3. Be Consistent. Consistency is key. The more consistent I am with self-care pratcices, the easier it gets to do them. Not only does it become a habit for me, but it becomes part of the daily routine for my kids (see above).
4. Be Realistic and Be Compassionate. Shit happens. No matter how intentional or consistent you are, the unexpected will happen from time to time. Don’t let it completely derail you. See if you can find a new chunk of time to repurpose during that same day OR acknowledge that sometimes it just doesn’t happen, and return to your practice the next day.
5. Ignore the “Should’s” Do What Feels Right For You. If you struggle to find the time or are feeling pressure to keep using a chunk of time that isn’t working just in the name of self-care, take a step back. Remember why taking care of yourself is important.
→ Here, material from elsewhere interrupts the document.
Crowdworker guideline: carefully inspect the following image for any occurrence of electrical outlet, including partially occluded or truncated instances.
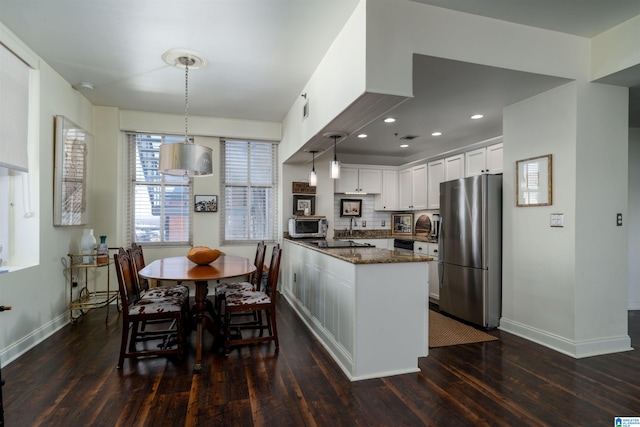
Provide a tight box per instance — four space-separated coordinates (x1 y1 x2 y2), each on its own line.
551 214 564 227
For me, it’s so that I feel more whole and sane and balanced and nourished. It’s also so that I can show my kids what healthy adulthood looks like.
As soon as self-care feels like an obligation or I feel a “should” coming on, I stop and take stock. Usually, I choose to pass.
Here’s an example: My kids get a bath 3 nights a week. On those nights we save their warm bathwater so I can soak and scrub my feet before bed. I love doing this, but there are some nights when I feel tired – too tired to soak my feet. I just want bed. Occasionally, I feel guilty – I feel the “should’s” rising up. “I should just do this. The water is already there. It won’t take much time. I’ll be so glad I did. I’m the self-care spokeswoman. If I don’t do this act of care, what does that say about me?”
And then I remember that going to sleep when I am ready is also self-care. One is not better than the other. Choosing sleep might be what I need more than soaking my feet.
So instead of relying on naptime to dictate how often and how well you take care of yourself, start PRIORITIZING yourself by creating time that is just for you when you want it. I know it sounds hard. But it’s a lot easier than potty training. Promise.